August 31st, 2015
For those of us in the northern hemisphere, the days are getting shorter and as the warmth of the summer gradually fades away, so does your chance to see Saturn in the early evening twilight.
It’s currently skirting along the border of Libra and Scorpius, which happens to be a great place for planets if you live below the equator, but not for anyone above it. The constellations never rise very high for those of us in North America and the United Kingdom; consequently, our window of opportunity is quickly closing.
How much time do I have to see the planet?
Not much.
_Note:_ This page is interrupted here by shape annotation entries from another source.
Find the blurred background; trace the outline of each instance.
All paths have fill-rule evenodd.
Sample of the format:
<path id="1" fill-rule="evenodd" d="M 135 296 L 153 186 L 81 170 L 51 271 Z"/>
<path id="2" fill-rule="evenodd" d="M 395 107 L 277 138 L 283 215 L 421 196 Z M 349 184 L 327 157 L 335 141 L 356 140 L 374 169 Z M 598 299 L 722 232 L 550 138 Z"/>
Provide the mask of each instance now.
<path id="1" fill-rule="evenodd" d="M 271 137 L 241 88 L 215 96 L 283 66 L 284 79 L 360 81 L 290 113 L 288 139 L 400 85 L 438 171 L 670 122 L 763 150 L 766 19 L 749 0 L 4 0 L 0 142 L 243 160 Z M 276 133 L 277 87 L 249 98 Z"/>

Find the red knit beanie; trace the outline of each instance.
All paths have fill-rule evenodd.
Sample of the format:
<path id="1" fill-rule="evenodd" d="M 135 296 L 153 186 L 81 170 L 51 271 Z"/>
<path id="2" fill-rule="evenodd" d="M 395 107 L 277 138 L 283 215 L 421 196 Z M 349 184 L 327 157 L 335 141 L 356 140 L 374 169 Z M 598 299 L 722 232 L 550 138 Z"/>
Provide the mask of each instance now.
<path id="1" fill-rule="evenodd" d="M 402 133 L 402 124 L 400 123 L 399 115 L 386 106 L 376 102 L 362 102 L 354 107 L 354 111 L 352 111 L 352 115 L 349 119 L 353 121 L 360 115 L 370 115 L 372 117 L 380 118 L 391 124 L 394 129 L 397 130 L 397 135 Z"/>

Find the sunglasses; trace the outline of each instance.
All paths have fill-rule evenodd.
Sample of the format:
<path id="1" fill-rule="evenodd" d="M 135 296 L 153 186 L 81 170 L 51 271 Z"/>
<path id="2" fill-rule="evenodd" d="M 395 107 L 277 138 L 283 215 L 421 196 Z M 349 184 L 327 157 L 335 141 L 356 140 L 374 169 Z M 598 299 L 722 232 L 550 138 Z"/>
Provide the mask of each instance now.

It’s currently setting about three hours after sunset. That sounds like plenty, but in reality it’s not. Unless you have a totally unobstructed view of the horizon, you won’t be able to see the planet literally vanish as it sets. And if you want to do any serious observing, you’ll need to take a look while it’s still at a reasonable height (altitude) above the thick atmosphere that clings to the horizon. Half an hour after sunset, it’s probably already shining through an atmosphere twice as thick as the air directly overhead.
How can I observe the planet?
One way, of course, is to use your eyes, just as your ancient ancestors did. Go outside shortly after sunset. How soon do you see the planet? What color is it? Does it twinkle? (Planets generally don’t, but when they’re low and shining through the thick atmosphere, a planet will often be glinting.)
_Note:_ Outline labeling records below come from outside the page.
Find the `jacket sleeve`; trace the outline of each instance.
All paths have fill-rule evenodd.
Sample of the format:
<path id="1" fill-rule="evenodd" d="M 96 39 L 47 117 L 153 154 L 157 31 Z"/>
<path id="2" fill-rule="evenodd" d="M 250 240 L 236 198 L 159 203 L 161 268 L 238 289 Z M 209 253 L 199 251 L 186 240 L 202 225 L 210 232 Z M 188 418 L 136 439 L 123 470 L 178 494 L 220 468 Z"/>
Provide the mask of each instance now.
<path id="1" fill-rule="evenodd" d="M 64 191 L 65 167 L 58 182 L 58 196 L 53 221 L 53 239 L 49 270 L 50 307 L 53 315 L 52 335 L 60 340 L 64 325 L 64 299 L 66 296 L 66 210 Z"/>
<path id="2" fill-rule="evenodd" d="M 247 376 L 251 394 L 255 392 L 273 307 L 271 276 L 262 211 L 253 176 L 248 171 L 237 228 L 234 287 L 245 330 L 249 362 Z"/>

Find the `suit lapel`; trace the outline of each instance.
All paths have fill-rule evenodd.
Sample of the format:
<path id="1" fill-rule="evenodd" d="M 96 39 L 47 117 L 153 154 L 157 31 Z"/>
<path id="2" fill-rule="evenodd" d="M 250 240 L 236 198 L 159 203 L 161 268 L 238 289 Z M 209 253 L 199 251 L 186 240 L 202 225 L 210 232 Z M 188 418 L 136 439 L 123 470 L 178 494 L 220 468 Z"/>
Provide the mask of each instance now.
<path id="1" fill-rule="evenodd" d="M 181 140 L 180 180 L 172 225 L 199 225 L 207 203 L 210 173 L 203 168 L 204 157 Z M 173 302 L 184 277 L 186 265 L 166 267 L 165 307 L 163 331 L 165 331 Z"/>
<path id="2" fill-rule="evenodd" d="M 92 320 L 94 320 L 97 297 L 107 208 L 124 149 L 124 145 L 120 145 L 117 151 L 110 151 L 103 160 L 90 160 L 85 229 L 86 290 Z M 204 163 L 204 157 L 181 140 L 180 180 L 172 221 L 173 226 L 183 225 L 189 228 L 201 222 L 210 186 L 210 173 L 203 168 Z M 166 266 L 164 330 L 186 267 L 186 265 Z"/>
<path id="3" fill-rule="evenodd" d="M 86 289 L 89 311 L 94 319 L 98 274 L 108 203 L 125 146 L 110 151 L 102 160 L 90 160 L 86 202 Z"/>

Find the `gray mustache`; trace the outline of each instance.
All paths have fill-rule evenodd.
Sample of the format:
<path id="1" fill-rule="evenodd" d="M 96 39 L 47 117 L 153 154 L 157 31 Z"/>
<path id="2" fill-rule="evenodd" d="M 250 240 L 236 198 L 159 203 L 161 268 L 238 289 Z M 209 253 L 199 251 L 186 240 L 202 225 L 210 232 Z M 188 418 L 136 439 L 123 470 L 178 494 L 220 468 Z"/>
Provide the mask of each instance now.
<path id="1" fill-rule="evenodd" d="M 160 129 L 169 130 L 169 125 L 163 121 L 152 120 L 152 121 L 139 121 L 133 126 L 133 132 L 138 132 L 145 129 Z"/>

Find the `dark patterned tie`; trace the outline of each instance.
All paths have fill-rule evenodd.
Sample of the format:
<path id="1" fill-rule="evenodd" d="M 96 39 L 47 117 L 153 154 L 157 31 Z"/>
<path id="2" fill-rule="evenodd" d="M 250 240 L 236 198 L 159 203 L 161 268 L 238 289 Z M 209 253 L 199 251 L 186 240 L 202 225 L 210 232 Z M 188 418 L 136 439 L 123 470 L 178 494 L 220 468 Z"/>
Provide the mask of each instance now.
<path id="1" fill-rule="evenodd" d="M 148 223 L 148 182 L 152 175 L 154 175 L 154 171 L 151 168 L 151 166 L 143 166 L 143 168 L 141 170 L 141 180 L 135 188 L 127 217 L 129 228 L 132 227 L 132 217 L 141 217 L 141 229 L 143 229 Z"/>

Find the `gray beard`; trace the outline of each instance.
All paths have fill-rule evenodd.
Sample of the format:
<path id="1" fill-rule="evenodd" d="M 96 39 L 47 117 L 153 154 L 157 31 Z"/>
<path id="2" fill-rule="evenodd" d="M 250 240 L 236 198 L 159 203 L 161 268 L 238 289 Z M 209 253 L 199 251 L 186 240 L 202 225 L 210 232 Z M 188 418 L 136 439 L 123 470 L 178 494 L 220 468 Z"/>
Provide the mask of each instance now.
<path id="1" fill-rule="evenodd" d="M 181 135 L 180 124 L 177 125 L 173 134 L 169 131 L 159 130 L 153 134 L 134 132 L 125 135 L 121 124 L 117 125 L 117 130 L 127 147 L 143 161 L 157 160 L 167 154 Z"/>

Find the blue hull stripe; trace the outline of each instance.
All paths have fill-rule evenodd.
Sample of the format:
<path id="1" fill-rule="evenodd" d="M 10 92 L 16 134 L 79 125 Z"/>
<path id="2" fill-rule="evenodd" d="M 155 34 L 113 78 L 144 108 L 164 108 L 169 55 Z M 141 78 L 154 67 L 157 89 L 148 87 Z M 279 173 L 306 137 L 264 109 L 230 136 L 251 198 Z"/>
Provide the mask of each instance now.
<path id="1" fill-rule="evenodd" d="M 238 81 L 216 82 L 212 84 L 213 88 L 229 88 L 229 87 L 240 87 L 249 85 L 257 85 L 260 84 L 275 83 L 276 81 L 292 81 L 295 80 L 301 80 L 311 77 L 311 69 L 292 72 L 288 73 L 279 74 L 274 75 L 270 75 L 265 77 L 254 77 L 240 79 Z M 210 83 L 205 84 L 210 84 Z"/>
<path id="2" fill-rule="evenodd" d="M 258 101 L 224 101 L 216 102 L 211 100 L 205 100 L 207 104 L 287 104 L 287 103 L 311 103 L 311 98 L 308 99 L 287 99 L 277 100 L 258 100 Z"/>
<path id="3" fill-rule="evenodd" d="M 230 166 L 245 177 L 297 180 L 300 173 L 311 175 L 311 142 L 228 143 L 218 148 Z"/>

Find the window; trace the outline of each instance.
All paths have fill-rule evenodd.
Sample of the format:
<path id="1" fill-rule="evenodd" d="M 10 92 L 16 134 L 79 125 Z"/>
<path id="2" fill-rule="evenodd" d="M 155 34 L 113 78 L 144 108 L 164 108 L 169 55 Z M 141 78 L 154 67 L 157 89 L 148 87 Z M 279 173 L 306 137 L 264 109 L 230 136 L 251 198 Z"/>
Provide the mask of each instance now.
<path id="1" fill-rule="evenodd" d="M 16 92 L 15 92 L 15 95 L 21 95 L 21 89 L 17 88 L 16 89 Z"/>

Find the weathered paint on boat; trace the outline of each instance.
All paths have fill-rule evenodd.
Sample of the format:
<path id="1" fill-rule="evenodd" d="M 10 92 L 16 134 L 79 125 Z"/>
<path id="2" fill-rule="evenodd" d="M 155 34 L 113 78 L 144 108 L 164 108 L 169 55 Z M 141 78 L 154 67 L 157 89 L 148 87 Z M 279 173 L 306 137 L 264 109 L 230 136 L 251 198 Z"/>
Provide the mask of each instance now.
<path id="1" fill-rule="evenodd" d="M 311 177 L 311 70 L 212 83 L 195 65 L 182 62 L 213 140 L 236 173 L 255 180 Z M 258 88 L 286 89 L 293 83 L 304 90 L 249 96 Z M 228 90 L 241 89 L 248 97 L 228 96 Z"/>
Through a pair of 10×50 binoculars you’ll see a tiny, golden oval. The rings are currently wide open and are the cause of the elongation. Any decent small telescope will properly reveal the rings, even at a low magnification of about 30x, but the more you crank up the power the better the view becomes.
Depending on the conditions and your equipment, you might see the gap between the rings (called Cassini’s Division, after the astronomer who discovered them), the moons (the largest, Titan, is an easy target for almost any telescope) and sometimes markings and bands can be seen in the cloudtops.
In theory, the planet is visible for another six or seven weeks before it’s swallowed by the glow of the Sun. But a lot depends on your location; if you live in the United Kingdom, your time with the planet is shorter and rapidly running out.
Don’t wait until it’s too late.
All Astronomical Events for August 31st, 2015
10:26 UT – Neptune is at perigee. Distance to Earth: 28.953 AU (Magnitude 7.8, diameter 2.3”. Aquarius, all night.)
12:31 UT – Neptune reaches its maximum brightness. Magnitude: 7.8 (Diameter: 2.3”. Aquarius, all night.)
Asteroid 3 Juno leaves Leo and enters Virgo. (Magnitude 10.7. Not visible.)
Events in bold involve objects and/or events that are visible with the naked eye.